I also have never noticed so many mountain bikers and climbers of fourteeners. I asked my physical therapist how 70-year-old men manage to ride horses or hike all day. She said, some do if they are used to it, but she sees them the next day when they cannot move a muscle. How does this work out between the sheets? They assure potential mates that everything is well functioning like their sleek vehicles − or horse. Sorry, another stereotype confirmed.

Warning! I must get serious here. Even secular sites recognize that a common religion is important in relationships. There are several boxes to click. “Spiritual” casts a wide net, and there are a lot of agnostics. Christian is subdivided into Protestant and Catholic. In most cases, this seems to be a cultural identification only. “I expect respect from my woman, and I treat her like a queen.” Push delete fast! That is not a partnership; both deserve respect and love. I, for one, do not want to be on a pedestal in exchange for waiting on him. Watch out for a man looking for a nurse with a purse! One man stated, “My faith is important to me.” He turned out to be a fake profile. Catfishing is prevalent. I will expand on this topic another time.

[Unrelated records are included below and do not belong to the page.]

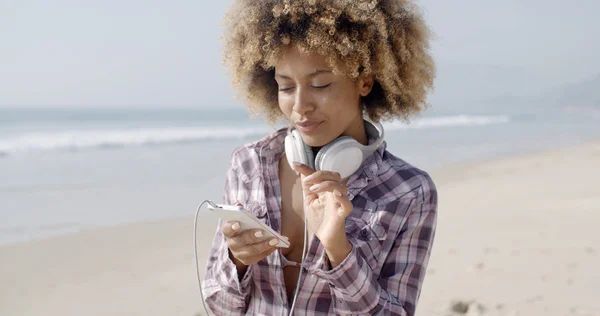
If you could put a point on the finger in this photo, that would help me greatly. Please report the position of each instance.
(256, 258)
(310, 198)
(258, 248)
(345, 203)
(328, 186)
(247, 238)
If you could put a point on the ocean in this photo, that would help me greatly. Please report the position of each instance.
(63, 169)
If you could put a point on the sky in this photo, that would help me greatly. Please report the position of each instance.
(168, 53)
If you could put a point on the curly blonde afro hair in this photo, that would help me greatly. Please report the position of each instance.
(387, 39)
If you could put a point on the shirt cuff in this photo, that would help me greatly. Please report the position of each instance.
(229, 279)
(350, 283)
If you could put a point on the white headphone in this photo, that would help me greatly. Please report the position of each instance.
(343, 155)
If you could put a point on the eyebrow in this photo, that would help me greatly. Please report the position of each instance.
(312, 74)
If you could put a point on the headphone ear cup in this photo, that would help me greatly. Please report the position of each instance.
(308, 154)
(342, 156)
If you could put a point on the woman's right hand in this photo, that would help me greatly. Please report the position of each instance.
(245, 248)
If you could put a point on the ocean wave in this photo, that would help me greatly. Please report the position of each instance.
(89, 139)
(449, 121)
(110, 138)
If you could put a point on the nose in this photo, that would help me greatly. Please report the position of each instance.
(303, 102)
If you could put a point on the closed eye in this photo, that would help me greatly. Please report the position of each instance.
(322, 87)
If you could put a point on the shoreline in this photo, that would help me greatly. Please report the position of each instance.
(526, 254)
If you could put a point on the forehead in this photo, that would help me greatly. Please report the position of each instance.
(293, 62)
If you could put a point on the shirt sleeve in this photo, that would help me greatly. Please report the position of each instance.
(223, 291)
(396, 291)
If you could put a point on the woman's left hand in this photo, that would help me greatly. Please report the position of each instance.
(326, 204)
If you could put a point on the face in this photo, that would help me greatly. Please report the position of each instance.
(321, 106)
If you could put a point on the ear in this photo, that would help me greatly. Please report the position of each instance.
(365, 84)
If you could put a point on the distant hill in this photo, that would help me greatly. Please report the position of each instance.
(584, 94)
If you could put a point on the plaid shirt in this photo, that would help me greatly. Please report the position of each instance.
(391, 229)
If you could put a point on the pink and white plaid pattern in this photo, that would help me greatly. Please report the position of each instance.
(391, 228)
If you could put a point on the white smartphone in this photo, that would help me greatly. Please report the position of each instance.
(247, 221)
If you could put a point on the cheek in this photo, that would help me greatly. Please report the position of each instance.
(337, 102)
(286, 104)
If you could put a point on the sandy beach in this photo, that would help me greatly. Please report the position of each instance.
(516, 236)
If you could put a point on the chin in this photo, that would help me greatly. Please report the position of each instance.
(318, 140)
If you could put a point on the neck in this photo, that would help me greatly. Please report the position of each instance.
(357, 131)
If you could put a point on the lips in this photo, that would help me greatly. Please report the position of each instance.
(307, 126)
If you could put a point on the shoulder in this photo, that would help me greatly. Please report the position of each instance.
(397, 179)
(247, 158)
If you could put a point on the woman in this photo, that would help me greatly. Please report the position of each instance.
(325, 67)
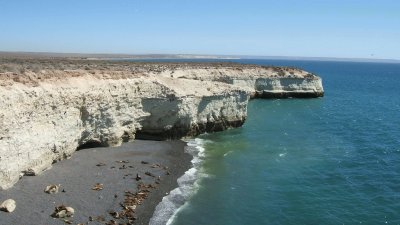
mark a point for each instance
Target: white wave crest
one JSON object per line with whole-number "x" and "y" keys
{"x": 187, "y": 185}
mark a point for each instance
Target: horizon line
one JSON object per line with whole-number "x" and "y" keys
{"x": 203, "y": 56}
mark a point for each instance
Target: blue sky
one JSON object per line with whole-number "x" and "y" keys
{"x": 313, "y": 28}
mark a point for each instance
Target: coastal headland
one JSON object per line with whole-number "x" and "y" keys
{"x": 52, "y": 107}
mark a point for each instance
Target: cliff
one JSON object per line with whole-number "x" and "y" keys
{"x": 50, "y": 111}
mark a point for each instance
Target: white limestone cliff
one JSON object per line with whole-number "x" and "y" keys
{"x": 46, "y": 122}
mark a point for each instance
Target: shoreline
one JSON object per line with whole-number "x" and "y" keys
{"x": 117, "y": 172}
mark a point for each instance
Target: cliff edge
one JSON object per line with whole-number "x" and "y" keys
{"x": 52, "y": 107}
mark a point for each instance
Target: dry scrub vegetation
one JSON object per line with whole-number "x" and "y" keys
{"x": 31, "y": 71}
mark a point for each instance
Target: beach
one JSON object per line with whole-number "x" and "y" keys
{"x": 97, "y": 182}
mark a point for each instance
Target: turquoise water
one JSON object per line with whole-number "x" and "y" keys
{"x": 332, "y": 160}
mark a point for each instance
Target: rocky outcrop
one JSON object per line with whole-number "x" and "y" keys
{"x": 44, "y": 120}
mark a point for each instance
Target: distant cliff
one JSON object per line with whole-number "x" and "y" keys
{"x": 51, "y": 109}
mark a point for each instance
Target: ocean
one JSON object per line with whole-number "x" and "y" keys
{"x": 330, "y": 160}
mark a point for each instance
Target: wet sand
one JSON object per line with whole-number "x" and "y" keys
{"x": 79, "y": 174}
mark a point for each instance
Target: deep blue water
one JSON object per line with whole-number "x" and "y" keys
{"x": 331, "y": 160}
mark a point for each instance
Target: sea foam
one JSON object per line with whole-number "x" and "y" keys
{"x": 170, "y": 205}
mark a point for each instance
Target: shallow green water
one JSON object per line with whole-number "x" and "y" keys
{"x": 332, "y": 160}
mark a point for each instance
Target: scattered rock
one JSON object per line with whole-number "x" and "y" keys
{"x": 98, "y": 187}
{"x": 115, "y": 215}
{"x": 63, "y": 211}
{"x": 52, "y": 189}
{"x": 122, "y": 167}
{"x": 149, "y": 174}
{"x": 155, "y": 166}
{"x": 29, "y": 172}
{"x": 8, "y": 205}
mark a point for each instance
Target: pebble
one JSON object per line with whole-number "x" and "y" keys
{"x": 8, "y": 205}
{"x": 52, "y": 189}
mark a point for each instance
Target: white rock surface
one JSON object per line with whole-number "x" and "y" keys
{"x": 45, "y": 123}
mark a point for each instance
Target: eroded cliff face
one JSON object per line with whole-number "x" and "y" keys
{"x": 46, "y": 122}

Christian sites have no advantages that I note. There is no way to check their true faith convictions outside of reading between the lines of their profile. Look for regular involvement in church activities, perhaps their college alma mater, and their volunteer activities. An amazing number will claim the Bible as their favorite book. Sadly, I suspect that many men claim Christian affiliation because they are more likely to attract a serious, faithful woman. I am impressed by men whose goals for their retirement years include service to church and community. Instead, almost always the longed for companion is someone with whom to enjoy sunsets from the deck, nice restaurants, and lots of travel. OK, that is good too.

Ultimately, the true colors of their Christian faith are only revealed in real-life conversation and observation. No shortcuts here. May I suggest that any sociologist or psychologist reading this writes a dissertation on the rate of success in online matches? More than a decade has passed now since this online phenomenon, which offers enough history to study the evidence. I am not saying it is impossible to find a Christian partner on a dating site, and I have heard of couples who have happily found each other. It just takes some careful sifting and follow up. Nothing different here from real-life searching. If anyone is in this brave new world during a pandemic with me, send advice!